La fin d’avril fut marquée par un accident triste et touchant. Peu auparavant, Nourrit, le grand chanteur, se tua à Naples en tombant de la fenêtre d’un étage supérieur ; d’aucuns disent que ce fut un suicide, commis dans un accès de désespoir causé par la perte de sa voix ; d’autres que ce fut à la suite d’un vertige ou d’une distraction qui lui aurait fait prendre la fenêtre ouverte pour la porte d’un balcon. La malheureuse veuve, mère de six enfants et en attente d’un septième, revenait avec la dépouille de son mari en France. Le jour où dans une des églises marseillaises, — malgré la protestation de l’évêque, — on célébra une messe pour le mort, Chopin voulut, en souvenir de son ami disparu, tenir l’orgue pendant le service funèbre. La nouvelle s’en répandit dans la ville et la curiosité amena une foule d’auditeurs dans la petite église.
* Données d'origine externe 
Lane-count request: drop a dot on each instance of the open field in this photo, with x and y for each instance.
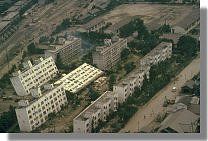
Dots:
(42, 20)
(158, 13)
(147, 113)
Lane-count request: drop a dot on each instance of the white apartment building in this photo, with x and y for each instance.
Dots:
(33, 75)
(32, 114)
(80, 77)
(69, 49)
(95, 112)
(105, 57)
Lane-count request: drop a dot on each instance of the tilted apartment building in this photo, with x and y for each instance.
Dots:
(95, 112)
(33, 75)
(31, 114)
(79, 78)
(89, 118)
(105, 57)
(69, 49)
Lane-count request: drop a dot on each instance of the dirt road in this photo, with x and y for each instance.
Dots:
(148, 112)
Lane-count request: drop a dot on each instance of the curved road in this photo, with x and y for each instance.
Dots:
(147, 113)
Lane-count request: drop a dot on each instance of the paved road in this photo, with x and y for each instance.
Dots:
(148, 112)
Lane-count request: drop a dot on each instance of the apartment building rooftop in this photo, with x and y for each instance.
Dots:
(80, 77)
(4, 24)
(10, 16)
(63, 43)
(28, 65)
(30, 99)
(92, 108)
(93, 23)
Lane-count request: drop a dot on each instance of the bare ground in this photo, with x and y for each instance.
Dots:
(147, 113)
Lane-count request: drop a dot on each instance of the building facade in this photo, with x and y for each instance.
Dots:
(33, 75)
(160, 53)
(98, 111)
(31, 115)
(89, 118)
(105, 57)
(80, 78)
(67, 51)
(135, 78)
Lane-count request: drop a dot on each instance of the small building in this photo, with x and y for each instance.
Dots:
(105, 57)
(98, 111)
(182, 121)
(79, 78)
(36, 111)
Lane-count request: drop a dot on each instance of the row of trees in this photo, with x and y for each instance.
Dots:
(95, 37)
(66, 23)
(163, 72)
(7, 120)
(32, 49)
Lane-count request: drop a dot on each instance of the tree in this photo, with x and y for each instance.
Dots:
(129, 67)
(112, 81)
(124, 54)
(63, 26)
(32, 49)
(92, 93)
(187, 46)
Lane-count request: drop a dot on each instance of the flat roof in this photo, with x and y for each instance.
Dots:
(3, 24)
(193, 16)
(92, 23)
(92, 108)
(14, 8)
(66, 43)
(80, 77)
(10, 16)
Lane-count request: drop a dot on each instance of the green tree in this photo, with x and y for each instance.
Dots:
(129, 67)
(125, 53)
(187, 46)
(32, 49)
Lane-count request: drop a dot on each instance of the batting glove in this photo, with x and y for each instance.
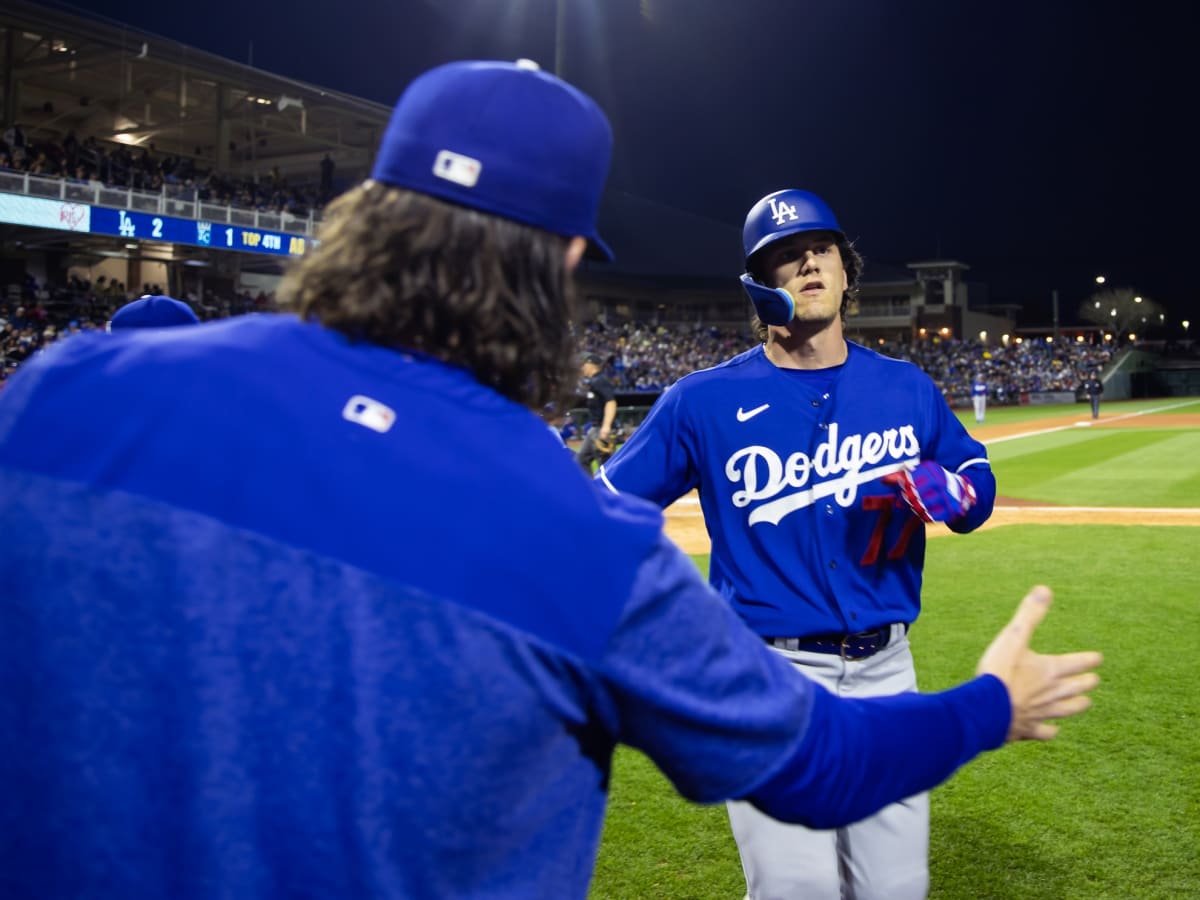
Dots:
(933, 493)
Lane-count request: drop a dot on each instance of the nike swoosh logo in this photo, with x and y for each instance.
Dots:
(745, 415)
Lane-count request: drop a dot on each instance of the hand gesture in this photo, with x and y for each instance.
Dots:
(1041, 688)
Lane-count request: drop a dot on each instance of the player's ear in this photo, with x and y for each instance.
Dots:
(575, 250)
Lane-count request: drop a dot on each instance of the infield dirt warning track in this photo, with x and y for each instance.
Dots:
(685, 525)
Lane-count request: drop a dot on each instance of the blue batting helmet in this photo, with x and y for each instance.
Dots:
(775, 216)
(785, 213)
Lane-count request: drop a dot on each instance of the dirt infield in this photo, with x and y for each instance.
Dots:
(685, 525)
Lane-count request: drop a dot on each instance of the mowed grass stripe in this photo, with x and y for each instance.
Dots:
(1110, 810)
(1135, 467)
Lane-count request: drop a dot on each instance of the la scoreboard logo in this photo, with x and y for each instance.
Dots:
(69, 216)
Mais cet auditoire qui, — au dire de George Sand, — s’était porté là en masse et avait poussé la curiosité jusqu’à payer cinquante centimes la chaise (prix inouï pour Marseille), a été fort désappointé, car on s’attendait à ce que Chopin fît un vacarme à tout renverser et brisât pour le moins deux ou trois jeux d’orgue. On s’attendait aussi à me voir en grande tenue, au beau milieu du chœur, que sais-je ?
Or, tout se passa bien autrement. Je ne sais pas si les chantres Font fait exprès, mais je n’ai jamais entendu chanter plus faux ; Chopin s’est dévoué à jouer de l’orgue à l’élévation ; quel orgue ! un instrument faux, criard, n’ayant de souffle que pour détonner. Pourtant votre petit en a tiré tout le parti possible ! Il a pris les jeux les moins aigres et il a joué les Astres, non pas d’un ton exalté et glorieux comme faisait Nourrit, mais d’un ton plaintif et doux, comme l’écho lointain d’un autre monde. Nous étions là deux ou trois tout au plus qui avons vivement senti cela et dont les yeux se sont remplis de larmes. On ne m’a point vue du tout ; j’étais cachée dans l’orgue, et j’apercevais, à travers la balustrade, le cercueil de ce pauvre Nourrit. Vous sou-’ venez-vous comme je l’embrassais de grand cœur chez Viardot, la dernière fois que nous le vîmes ? Qui pouvait s’attendre à le trouver sous un drap noir entre des cierges ?
J’ai passé cette journée bien tristement, je vous assure. La vue de sa femme et de ses enfants m’a fait encore plus de mal. J’avais le cœur si gros et je craignais tant de pleurer devant elle, que je ne pouvais lui dire un mot…[1].
- ↑ Corresp., t. II. p. 140.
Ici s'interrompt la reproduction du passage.